"Then, in that case, Vincent, Annie and I will go down with you. Annie will not have much to do to get ready for her own wedding. It must, of course, be a very quiet one, and there will be no array of dresses to get; for I suppose it will be some time yet before the railways are open again and things begin to come down from the North."

Happily Antioch had escaped the ravages of war, and there was nothing to mar the happiness of the wedding. Lucy's father had returned, having lost a leg in one of the battles of the Wilderness a year before, and her brother had also escaped. After the wedding they returned to their farm in Tennessee, and Mrs. Wingfield, Annie, Vincent, and Lucy went back to the Orangery.

For the next three or four years times were very hard in Virginia, and Mrs. Wingfield had to draw upon her savings to keep up the house in its former state; while the great majority of the planters were utterly ruined.

The negroes, however, for the most part remained steadily working on the estate.

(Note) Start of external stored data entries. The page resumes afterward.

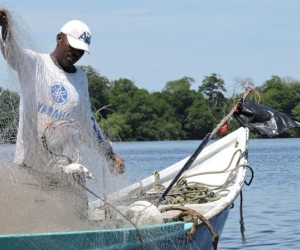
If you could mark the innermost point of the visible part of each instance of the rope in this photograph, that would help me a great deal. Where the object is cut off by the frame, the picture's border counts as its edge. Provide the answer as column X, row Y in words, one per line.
column 197, row 192
column 188, row 214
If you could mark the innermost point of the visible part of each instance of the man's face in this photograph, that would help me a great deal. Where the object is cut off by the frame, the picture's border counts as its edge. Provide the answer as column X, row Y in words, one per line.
column 68, row 55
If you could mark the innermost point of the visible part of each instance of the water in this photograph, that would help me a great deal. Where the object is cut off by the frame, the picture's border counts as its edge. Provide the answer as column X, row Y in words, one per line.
column 271, row 205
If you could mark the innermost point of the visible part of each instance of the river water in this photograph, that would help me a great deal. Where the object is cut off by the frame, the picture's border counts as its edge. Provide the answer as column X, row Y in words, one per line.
column 271, row 204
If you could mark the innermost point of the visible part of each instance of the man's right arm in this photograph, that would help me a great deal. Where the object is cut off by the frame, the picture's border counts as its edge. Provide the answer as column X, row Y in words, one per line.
column 3, row 22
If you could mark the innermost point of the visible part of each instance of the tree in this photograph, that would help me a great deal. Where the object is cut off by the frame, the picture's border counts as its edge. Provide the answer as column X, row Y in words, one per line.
column 9, row 116
column 200, row 118
column 98, row 89
column 179, row 95
column 213, row 86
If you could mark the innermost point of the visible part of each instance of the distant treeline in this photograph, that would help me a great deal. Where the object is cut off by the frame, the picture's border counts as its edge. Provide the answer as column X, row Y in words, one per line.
column 177, row 112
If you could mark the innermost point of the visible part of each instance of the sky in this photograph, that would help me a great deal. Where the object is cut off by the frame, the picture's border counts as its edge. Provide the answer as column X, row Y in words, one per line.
column 156, row 41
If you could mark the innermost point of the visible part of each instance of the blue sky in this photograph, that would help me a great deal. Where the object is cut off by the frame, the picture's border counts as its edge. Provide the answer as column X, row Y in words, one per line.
column 156, row 41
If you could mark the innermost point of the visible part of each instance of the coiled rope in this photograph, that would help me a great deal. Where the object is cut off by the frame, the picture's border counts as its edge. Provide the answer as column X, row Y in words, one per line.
column 197, row 192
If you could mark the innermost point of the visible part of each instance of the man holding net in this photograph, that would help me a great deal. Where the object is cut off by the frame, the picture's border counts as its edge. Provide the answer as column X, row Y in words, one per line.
column 55, row 114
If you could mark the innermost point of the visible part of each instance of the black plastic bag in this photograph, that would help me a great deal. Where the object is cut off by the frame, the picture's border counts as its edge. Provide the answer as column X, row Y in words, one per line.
column 267, row 121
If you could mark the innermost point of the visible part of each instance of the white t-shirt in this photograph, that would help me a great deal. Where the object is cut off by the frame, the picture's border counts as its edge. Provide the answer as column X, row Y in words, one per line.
column 48, row 94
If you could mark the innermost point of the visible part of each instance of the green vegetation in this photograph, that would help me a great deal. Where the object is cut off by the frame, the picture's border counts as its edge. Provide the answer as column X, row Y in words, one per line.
column 178, row 112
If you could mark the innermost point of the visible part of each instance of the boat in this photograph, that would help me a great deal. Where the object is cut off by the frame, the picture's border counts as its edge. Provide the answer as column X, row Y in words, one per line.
column 145, row 220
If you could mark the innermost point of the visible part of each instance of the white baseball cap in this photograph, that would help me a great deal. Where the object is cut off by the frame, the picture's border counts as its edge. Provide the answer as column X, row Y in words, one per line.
column 78, row 34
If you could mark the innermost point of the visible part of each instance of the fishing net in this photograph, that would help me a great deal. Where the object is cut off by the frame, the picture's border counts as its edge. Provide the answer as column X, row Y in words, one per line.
column 59, row 189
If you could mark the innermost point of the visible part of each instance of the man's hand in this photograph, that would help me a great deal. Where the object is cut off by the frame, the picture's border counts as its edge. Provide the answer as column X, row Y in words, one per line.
column 117, row 165
column 3, row 17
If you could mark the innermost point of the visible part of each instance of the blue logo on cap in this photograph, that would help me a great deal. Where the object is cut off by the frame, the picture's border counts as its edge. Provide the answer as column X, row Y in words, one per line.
column 59, row 93
column 86, row 38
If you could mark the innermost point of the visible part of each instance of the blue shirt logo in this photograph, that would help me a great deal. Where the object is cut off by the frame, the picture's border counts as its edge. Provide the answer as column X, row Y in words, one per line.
column 59, row 93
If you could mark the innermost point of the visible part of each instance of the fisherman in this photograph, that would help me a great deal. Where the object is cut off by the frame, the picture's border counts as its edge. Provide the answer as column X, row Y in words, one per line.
column 53, row 89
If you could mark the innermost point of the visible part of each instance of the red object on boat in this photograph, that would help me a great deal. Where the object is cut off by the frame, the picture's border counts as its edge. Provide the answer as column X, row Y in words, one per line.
column 223, row 129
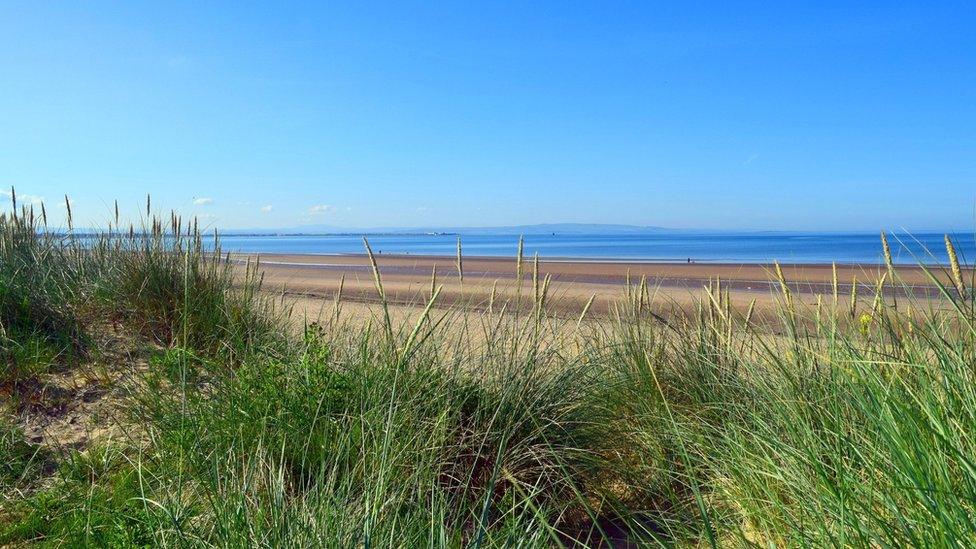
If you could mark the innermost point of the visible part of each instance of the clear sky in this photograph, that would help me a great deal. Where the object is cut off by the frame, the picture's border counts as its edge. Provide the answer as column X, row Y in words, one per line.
column 765, row 115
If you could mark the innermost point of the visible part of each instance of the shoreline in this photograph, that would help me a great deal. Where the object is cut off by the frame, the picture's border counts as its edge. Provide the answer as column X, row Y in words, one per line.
column 407, row 278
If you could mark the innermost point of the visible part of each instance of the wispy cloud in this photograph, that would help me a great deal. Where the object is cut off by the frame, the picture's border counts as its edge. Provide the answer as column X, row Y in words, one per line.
column 320, row 209
column 22, row 198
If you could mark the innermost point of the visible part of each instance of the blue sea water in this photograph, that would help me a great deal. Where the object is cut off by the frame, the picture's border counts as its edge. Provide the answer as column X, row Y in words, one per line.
column 668, row 247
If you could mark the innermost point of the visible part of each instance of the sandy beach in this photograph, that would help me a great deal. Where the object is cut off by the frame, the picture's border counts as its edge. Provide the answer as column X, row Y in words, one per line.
column 407, row 279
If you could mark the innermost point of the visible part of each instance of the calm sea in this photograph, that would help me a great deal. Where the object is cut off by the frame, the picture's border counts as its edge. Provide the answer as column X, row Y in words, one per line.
column 679, row 247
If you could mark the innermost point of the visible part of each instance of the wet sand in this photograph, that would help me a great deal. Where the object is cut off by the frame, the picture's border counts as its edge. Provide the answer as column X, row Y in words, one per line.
column 407, row 279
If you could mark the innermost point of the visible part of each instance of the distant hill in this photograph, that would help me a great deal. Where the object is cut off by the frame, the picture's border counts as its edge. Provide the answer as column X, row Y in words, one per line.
column 542, row 228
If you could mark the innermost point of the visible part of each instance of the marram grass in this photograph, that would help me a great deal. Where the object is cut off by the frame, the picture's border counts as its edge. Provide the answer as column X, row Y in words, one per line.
column 799, row 426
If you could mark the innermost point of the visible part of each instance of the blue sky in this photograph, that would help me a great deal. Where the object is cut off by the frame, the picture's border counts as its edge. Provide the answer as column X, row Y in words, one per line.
column 723, row 115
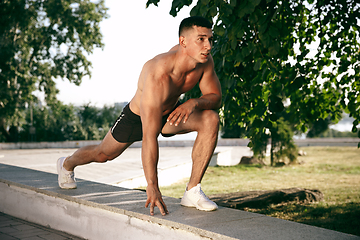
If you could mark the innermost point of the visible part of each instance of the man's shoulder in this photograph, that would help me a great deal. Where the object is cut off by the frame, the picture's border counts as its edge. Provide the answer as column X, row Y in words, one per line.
column 161, row 62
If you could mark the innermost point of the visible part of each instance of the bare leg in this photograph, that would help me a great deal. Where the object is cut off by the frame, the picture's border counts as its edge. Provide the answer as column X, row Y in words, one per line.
column 108, row 149
column 206, row 123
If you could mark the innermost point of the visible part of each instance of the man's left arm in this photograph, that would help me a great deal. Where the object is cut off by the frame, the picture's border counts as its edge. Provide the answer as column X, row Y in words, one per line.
column 210, row 99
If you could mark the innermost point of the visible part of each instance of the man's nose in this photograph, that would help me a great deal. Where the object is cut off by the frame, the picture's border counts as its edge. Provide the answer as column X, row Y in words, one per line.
column 208, row 44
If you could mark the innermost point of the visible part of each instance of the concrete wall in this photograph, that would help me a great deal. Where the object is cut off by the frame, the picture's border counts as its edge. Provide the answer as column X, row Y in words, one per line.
column 186, row 143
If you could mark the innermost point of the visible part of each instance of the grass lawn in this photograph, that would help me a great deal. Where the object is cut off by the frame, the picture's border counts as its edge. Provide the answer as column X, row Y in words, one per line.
column 335, row 171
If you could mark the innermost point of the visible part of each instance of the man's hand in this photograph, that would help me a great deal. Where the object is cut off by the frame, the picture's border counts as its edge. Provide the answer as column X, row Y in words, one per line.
column 182, row 112
column 155, row 199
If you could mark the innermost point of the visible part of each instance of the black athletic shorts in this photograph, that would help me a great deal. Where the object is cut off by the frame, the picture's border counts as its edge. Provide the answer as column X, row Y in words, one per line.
column 128, row 127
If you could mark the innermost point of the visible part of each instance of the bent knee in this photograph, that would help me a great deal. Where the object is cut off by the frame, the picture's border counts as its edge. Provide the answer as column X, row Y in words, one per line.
column 211, row 119
column 102, row 158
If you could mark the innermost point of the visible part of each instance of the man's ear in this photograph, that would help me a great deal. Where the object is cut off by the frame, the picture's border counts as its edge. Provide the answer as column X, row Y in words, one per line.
column 182, row 41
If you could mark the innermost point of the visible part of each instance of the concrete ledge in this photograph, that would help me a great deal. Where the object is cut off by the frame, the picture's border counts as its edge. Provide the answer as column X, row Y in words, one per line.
column 181, row 143
column 99, row 211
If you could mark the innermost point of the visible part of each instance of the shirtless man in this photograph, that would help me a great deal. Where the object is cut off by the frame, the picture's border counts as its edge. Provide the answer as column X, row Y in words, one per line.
column 155, row 109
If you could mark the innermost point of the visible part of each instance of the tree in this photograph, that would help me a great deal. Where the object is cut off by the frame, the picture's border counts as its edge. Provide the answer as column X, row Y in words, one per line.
column 41, row 41
column 268, row 74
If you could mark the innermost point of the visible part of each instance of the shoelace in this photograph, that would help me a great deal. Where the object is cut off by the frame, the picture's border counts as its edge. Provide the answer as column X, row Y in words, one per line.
column 202, row 194
column 69, row 177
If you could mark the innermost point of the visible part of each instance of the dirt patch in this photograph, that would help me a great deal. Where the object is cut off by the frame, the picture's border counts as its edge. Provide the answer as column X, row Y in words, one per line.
column 261, row 199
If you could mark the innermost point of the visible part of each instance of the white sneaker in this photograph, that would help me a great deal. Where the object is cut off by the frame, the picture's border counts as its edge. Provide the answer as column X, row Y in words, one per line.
column 66, row 178
column 195, row 197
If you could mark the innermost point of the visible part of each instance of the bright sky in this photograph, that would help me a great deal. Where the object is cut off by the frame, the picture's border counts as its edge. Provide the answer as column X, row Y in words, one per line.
column 132, row 35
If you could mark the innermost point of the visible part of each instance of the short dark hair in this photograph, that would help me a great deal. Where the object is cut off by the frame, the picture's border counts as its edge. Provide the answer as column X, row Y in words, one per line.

A few wandered away, but their places were easily filled; for the majority of the freed slaves very soon discovered that their lot was a far harder one than it had been before, and that freedom so suddenly given was a curse rather than a blessing to them.

Thus, while so many went down, the Wingfields weathered the storm, and the step that had been taken in preparing their hands for the general abolition of slavery was a complete success.

With the gradual return of prosperity to the South the prices of produce improved, and ten years after the conclusion of the rebellion the income of the Orangery was nearly as large as it had been previous to its outbreak. Vincent, two years after the conclusion of the struggle, took his wife over to visit his relations in England, and, since the death of his mother in 1879, has every year spent three or four months at home, and will not improbably ere long sell his estates in Virginia and settle in England altogether.